Non si tratta, come si vede, di una semplice enfasi posta dal Papa sulla pratica pastorale, ma di una prospettiva personalistica attenta alle concrete situazioni casistiche, al discernimento prudente e assieme creativo, alla qualità della comunicazione instaurata fra tutti i soggetti portatori di diritti e doveri reciproci. «Una questione di stile, che però diventa questione di sostanza» (p. 10), nel senso che l’eredità del Concilio Vaticano II alimenta un’attitudine di prossimità che è teologicamente rilevante. Il pluralismo che caratterizza le società secolarizzate non è insuperabile, appunto perché il Vangelo dischiude il senso della legge morale, incarnandosi nei contesti storici, interpretando gli affetti accesi da una speranza di liberazione, alleandosi con il desiderio di giustizia documentato da innovative istanze culturali e pratiche vitali.

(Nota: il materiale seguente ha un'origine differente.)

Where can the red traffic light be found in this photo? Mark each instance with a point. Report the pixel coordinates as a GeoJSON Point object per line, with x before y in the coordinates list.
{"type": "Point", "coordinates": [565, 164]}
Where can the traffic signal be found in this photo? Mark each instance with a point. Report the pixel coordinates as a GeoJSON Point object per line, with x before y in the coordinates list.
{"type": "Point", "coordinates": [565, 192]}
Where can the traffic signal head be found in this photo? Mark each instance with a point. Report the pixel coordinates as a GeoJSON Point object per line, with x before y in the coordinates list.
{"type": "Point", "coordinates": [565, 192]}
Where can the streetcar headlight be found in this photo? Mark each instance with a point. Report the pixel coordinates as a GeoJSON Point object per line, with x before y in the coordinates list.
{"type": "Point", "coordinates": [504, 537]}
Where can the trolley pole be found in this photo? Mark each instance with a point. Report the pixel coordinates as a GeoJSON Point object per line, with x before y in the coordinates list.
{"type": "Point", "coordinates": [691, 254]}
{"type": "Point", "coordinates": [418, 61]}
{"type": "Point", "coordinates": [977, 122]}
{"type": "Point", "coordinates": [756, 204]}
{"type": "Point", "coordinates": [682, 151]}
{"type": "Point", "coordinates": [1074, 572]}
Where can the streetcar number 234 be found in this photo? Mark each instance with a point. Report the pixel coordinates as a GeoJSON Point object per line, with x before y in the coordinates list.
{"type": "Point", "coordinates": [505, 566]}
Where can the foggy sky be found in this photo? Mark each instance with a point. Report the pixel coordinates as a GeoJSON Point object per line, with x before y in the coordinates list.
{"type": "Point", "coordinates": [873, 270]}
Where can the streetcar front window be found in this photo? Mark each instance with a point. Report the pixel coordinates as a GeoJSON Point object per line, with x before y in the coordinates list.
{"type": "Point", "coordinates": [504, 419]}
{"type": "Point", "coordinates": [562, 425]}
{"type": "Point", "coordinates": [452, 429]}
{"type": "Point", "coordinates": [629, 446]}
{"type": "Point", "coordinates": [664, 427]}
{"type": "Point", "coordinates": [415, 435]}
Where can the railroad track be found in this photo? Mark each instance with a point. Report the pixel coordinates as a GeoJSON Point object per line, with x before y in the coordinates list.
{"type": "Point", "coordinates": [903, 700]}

Troviamo espresse queste preoccupazioni nel discorso che papa Francesco ha rivolto ai membri della Congregazione per la Dottrina della Fede il 26 gennaio 2018. Il punto essenziale non è quello di raffinare concettualmente precetti noti a priori, ma di aiutare l’uomo contemporaneo a riconoscere la propria vera identità e il senso ultimo delle attese che lo attraggono. In questa ottica, la missione della Congregazione «assume un volto eminentemente pastorale» (p. 72), perché prende per mano l’uomo quando questi abbia smarrito il senso della propria dignità e la fiducia nella paternità amorevole di Dio.
MICHELE ARAMINI
Papa Francesco e le scelte di fine vita
Milano, Paoline, 2019, 144, € 12,00.